CAÏN. C’est ainsi que me les ont répétées ceux qui les ont entendues au bruit de la foudre.

LUCIFER. Qui donc était le démon ? celui qui n’a pas voulu vous laisser vivre, ou celui qui vous aurait fait vivre à jamais au sein des joies et du pouvoir de la science ?

CAÏN. Plût au ciel qu’ils eussent cueilli le fruit des deux arbres, ou n’eussent touché ni à l’un ni à l’autre !

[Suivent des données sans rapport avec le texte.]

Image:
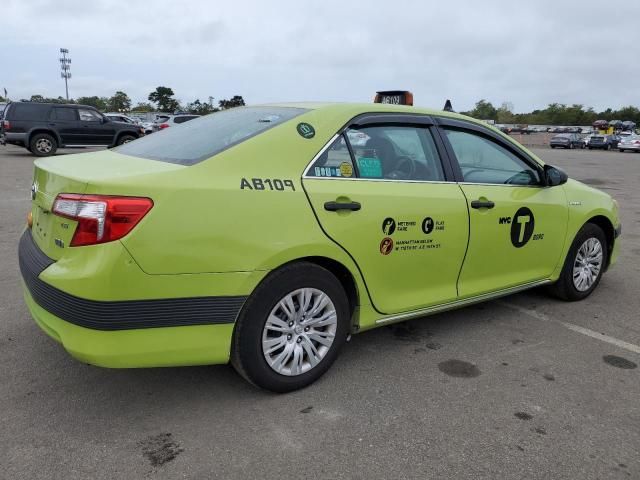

LUCIFER. Déjà l’un est à vous, l’autre peut encore vous appartenir.

CAÏN. Comment ?

LUCIFER. En vous montrant ce que vous êtes dans votre résistance. Rien ne peut éteindre l’âme, si l’âme veut être elle-même, et se faire le centre de tout ce qui l’entoure. — Elle fut créée pour commander.

CAÏN. Mais as-tu tenté mes parents ?

LUCIFER. Moi ? chétive argile ! pourquoi et comment les aurais-je tentés ?

CAÏN. Ils disent que le serpent était un esprit.

LUCIFER. Qui le dit ? Cela n’est point écrit là-haut : l’orgueilleux Créateur ne saurait à ce point dénaturer la vérité.